Some of the linear sequences feel a tad contrived, like they’re trying to make some corridors feel more interconnected than they actually are, but for the most part, it’s a visual treat to see both the huge expanses and the tiny details of many of The Witch Queen’s environments. Savathün’s Throne World, the new grimy and muddy realm introduced for The Witch Queen, is on par with most other realms in terms of its content and structure, and it contains enough content in patrols and secrets, as well as the new Ferry the Resonant Splinter public event, to hold your attention, though it alone doesn’t add too much to gameplay.

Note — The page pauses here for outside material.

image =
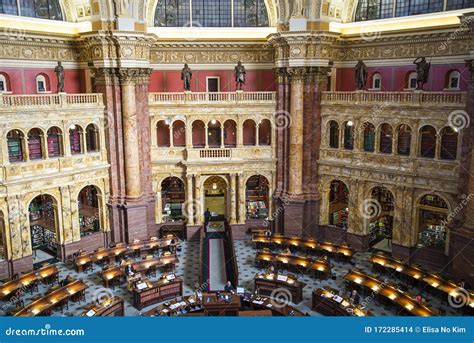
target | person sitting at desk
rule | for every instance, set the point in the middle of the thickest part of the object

Some of the other tweaks to gameplay are more minor but still notable changes that veterans will appreciate. There’s a new Glaive weapon type that can be a gun or melee weapon and is immensely fun to use once you figure it out, though its limited ammo holds it back. The Witch Queen introduces armor and weapon crafting as well, which I personally didn’t find incredibly useful, as it’s much more fun to find higher-level gear out in the world, but the process is simple enough to understand and certainly will be expanded upon in future updates. You can also play through the entirety of The Witch Queen’s campaign in Legendary Mode, which should be a familiar idea to anyone who’s played through any of Halo’s campaigns on Legendary difficulty. It’s a much more difficult version of the campaign that naturally brings bigger rewards and better loot, and while it doesn’t change the content of the story or the core of the gameplay, it’s there for people who want to take on a meatier challenge or level up more quickly.

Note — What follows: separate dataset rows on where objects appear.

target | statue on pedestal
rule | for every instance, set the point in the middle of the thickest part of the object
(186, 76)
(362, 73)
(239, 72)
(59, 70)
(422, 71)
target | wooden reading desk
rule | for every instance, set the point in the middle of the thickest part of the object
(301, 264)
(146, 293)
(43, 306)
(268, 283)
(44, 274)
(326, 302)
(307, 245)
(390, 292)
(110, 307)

As of the beginning of The Witch Queen’s first season, “Season of the Risen,” Bungie has upped everyone’s power level to 1350 to give everyone an even playing field to boot. With a soft cap of 1500 at launch, there’s a good amount of room for growth, though once you beat the campaign, you should be close to that level, or well above it if you’ve beaten the Legendary Mode. The progression system is still as numbers-based as ever, and it’s still frustrating that with so many possible alterations to subclass, gun or armor mods, power upgrades, and so on, the only real measure of whether a piece of gear is worth it comes down to the big number on the front.

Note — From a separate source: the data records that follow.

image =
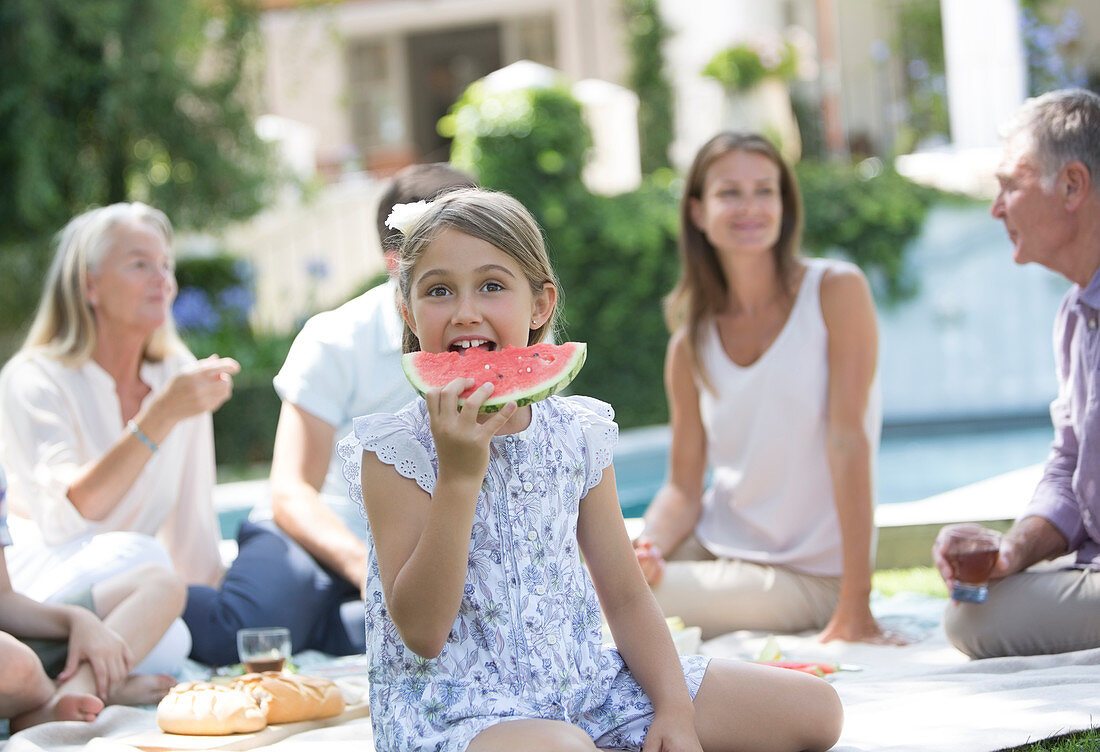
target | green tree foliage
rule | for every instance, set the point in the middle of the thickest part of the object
(127, 100)
(648, 80)
(868, 213)
(615, 255)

"Destiny 2 is about as alive as an experience can be five years after launch, with a strong, growing player base and an ever-changing, widely expanding world, and The Witch Queen is a fantastic addition to Bungie’s epic."
With that said, the endgame content begins to ramp up quickly, especially with the new Raid, “Vow of the Disciple.” With the increase in how tricky and intellectual The Witch Queen dares to be, the Raid requires you to be as thoughtful and cooperative as any Destiny Raid in the past, and of course, it’s as difficult a challenge as you’ll face in the entire expansion. It’s not for the faint of heart, but the new Raid is a great experience for any coordinated fireteam looking to reach the true level cap.
Destiny 2 is about as alive as an experience can be five years after launch, with a strong, growing player base and an ever-changing, widely expanding world, and The Witch Queen is a fantastic addition to Bungie’s epic. It feels truly like a story and setting that Bungie has been waiting to tell since the original Destiny, and it threads together a ton of storylines and interesting gameplay elements with the continuation of stories that we can only hope are at the core of Lightfall and The Final Shape. The issues with The Witch Queen are issues that permeate all of Destiny 2, but with enough content through its campaign, world events, and endgame missions, new and existing Destiny 2 players alike have every reason to jump into the experience now.
This game was reviewed on the Xbox Series X.
Meaty campaign; Interesting story with many interconnected threads; Great endgame content; Beautiful environments.
Box-checking progression; Lack of need for crafting.